Abstract
A 61-year-old man presented to the ophthalmology department having developed bilateral branch retinal vein occlusions. Baseline blood tests revealed no abnormality; however, subsequent investigations showed a raised plasma homocysteine (HC) level. The patient has been treated for refractory epilepsy for a number of years. Although antiepileptic medications have been shown to reduce folate levels and result in a raised HC level, this has not previously been shown to be to a level causing a retinal vascular event.

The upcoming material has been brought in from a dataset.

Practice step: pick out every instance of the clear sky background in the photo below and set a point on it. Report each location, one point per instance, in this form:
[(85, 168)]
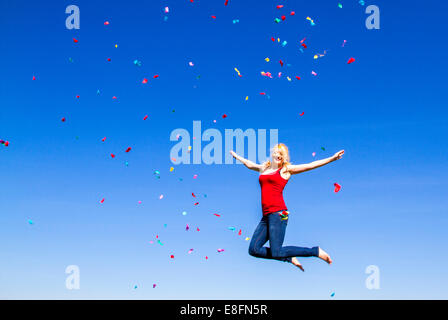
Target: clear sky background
[(387, 110)]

Keywords: homocysteine, branch vein occlusions
Introduction
Retinal vein occlusions are the second most common retinal vascular disease following diabetic retinopathy. A combination of hypertensive, atherosclerotic, inflammatory, or thrombophilic conditions may lead to retinal endothelial vascular damage. Hyperhomocysteinemia has been implicated as an independent risk factor for systemic vascular events, including retinal vascular disease. We present a case demonstrating the potential biochemical implications of antiepileptic agents and discuss their role in retinal vascular events.
Case history
A 61-year-old man was referred to the ophthalmology clinic by his optician for fundal changes noted at a routine eye examination. He was completely visually asymptomatic, with no past ocular history of note. His medical history included epilepsy, which had been difficult to control, for which he took phenytoin, topiramate, and pregabalin. There was no history of diabetes, hypertension, or cardiovascular disease, nor any family history of note. He smoked occasionally and drank little alcohol.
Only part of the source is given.